Open Access Dissertation

Department

Educational Leadership and Policies

First Advisor

Spencer Platt

Abstract

The purpose of this study was to understand the journey to college completion for low-income Black females enrolled at the community college. Specifically, this phenomenological interview study sought to understand how low-income Black females define academic success and how the intersectionality of their racial/ethnic, gender, and social class identities promote or hinder their journey to college completion.

Data were gathered from interviews with 13 participants from three community colleges in South Carolina. A phenomenological design helped to answer three research questions: 1) How do low-income Black females in the community college describe and make sense of their journey to college completion? 2) How does the intersection of race/ethnicity, gender, and socioeconomic status affect completion for low-income Black females at the community college? 3) How do low-income Black females in the community college define academic success? The findings from this study can guide discussions about how to best serve Black females in the community college.

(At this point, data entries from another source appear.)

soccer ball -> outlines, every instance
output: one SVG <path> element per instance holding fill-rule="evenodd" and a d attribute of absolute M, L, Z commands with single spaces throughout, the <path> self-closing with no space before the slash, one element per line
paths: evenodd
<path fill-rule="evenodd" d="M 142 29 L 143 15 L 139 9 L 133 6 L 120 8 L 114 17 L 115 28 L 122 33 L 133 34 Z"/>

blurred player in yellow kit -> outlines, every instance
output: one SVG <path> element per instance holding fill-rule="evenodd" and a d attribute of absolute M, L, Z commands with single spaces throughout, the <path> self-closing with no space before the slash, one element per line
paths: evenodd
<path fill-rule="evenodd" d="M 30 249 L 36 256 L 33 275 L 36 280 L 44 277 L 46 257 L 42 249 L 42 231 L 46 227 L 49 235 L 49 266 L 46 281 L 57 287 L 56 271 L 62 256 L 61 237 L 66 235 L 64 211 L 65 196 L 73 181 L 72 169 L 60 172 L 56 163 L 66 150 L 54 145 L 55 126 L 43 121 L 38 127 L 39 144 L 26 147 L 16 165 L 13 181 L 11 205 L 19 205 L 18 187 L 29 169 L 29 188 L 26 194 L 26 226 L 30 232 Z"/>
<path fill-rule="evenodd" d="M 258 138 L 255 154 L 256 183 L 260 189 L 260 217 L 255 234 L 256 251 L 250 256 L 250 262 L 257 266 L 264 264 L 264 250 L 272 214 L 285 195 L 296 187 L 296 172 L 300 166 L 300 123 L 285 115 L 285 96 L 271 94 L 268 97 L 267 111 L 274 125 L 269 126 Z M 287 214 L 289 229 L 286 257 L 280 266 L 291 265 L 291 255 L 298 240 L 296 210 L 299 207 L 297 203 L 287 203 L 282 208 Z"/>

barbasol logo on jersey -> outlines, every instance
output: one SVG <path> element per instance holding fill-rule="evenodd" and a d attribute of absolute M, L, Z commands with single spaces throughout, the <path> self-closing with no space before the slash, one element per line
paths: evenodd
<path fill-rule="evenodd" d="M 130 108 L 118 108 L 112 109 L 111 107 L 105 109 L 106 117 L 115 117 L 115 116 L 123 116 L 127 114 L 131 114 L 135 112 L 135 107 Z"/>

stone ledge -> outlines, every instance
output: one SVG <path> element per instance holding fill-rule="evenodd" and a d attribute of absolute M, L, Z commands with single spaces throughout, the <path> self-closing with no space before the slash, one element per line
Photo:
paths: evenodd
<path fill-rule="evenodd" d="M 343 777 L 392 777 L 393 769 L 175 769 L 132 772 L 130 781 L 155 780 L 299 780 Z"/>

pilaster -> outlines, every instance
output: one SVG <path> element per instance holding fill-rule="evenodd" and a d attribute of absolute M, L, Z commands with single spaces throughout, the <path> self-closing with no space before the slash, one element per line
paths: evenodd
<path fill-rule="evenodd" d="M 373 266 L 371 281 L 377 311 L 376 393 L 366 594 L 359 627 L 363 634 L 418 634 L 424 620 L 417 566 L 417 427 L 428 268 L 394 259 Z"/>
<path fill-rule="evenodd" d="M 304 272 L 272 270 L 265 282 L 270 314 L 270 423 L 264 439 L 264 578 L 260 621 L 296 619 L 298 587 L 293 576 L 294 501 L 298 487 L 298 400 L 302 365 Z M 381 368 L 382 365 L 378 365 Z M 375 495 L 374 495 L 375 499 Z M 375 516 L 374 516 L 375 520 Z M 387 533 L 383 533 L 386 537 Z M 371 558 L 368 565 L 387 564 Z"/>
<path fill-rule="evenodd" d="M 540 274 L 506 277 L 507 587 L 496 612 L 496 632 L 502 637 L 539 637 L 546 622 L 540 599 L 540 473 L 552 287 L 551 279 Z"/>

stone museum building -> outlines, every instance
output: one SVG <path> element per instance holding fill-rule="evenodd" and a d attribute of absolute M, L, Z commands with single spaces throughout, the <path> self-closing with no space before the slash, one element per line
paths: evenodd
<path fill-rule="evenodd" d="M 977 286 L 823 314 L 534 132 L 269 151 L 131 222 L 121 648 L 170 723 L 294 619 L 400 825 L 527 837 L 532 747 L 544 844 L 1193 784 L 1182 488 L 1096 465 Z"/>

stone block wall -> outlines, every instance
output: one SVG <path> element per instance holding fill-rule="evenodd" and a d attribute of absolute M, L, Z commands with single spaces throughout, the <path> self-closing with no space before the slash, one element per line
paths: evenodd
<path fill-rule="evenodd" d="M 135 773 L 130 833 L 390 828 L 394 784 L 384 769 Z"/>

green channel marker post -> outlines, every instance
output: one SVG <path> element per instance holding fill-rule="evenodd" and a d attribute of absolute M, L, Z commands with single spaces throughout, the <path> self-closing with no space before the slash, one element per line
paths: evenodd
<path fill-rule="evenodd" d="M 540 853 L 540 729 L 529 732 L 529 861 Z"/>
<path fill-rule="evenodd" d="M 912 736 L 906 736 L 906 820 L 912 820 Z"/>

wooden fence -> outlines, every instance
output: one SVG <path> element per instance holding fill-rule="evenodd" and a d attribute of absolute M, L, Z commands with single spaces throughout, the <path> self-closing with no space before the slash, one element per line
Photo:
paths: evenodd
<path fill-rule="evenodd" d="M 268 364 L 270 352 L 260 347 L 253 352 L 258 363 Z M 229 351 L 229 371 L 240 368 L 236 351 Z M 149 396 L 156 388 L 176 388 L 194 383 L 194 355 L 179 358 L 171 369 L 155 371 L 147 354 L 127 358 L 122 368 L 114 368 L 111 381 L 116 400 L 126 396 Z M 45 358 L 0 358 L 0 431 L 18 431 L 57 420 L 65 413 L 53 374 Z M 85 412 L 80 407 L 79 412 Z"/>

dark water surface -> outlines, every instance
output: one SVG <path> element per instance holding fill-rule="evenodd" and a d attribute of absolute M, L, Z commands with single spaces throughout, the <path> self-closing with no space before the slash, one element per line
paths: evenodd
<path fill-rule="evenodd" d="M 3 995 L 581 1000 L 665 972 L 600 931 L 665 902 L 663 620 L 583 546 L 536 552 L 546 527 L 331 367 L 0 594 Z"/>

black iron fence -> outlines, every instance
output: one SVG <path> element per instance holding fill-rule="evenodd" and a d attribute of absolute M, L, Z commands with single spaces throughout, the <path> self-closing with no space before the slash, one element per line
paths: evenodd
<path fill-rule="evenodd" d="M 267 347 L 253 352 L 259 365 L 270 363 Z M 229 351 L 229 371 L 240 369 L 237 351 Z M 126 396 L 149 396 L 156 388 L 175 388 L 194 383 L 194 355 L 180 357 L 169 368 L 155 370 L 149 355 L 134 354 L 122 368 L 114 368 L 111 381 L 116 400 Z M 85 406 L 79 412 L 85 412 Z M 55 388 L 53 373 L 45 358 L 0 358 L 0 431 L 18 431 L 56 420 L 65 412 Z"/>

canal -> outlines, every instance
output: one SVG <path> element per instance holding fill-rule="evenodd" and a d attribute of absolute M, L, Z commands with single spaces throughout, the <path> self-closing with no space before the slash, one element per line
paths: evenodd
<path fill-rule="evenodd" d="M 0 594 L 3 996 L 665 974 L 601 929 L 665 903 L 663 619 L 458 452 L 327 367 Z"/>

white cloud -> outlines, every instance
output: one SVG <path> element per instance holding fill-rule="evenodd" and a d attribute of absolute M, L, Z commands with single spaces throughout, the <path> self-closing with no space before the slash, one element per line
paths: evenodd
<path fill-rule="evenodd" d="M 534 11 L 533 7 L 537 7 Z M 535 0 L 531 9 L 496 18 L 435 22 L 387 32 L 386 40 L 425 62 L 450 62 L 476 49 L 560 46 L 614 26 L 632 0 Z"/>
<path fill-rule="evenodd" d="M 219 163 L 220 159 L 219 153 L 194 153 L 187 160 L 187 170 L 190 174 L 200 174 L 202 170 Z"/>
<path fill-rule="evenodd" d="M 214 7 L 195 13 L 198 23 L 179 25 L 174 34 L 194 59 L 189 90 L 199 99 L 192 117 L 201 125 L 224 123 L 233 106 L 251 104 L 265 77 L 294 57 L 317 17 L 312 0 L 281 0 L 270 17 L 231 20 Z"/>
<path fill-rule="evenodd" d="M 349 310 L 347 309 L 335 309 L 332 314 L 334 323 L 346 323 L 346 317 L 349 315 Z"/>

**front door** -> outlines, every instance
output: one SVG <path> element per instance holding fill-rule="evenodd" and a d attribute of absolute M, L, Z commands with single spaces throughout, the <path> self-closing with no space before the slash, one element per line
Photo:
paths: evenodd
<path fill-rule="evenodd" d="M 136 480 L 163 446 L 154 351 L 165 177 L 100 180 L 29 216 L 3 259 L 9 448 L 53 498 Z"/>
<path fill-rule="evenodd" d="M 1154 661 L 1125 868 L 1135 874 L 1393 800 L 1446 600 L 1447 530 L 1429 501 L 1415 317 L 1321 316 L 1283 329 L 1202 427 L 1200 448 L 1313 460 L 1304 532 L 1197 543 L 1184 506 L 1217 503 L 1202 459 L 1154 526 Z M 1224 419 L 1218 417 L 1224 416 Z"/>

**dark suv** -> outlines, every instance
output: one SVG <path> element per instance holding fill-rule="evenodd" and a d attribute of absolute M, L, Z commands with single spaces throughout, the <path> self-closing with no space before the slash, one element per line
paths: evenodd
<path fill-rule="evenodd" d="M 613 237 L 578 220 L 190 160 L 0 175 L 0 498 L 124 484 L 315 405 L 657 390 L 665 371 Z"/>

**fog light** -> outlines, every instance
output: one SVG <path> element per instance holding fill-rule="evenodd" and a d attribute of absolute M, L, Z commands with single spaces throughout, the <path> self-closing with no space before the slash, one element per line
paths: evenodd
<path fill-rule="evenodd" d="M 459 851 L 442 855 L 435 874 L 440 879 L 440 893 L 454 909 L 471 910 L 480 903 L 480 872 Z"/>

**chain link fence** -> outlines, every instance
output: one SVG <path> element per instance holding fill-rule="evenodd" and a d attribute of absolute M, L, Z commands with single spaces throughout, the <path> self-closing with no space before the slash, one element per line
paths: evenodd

A thematic analysis of the interview data revealed four themes. The first theme, Ambition, describes the strength and determination that participants possessed and relied on to guide them to completion. The second theme, Support, gives insight into the various support systems that helped participants in their journey to completion. The third theme, Balance, details the ways that participants managed school and other life responsibilities. The fourth theme, Campus Experience, describes the participant experiences at the community college, including the campus environment and culture. Findings from this study are significant for community colleges looking to improve completion rates of Black females and better understand their experiences as they progress towards completion.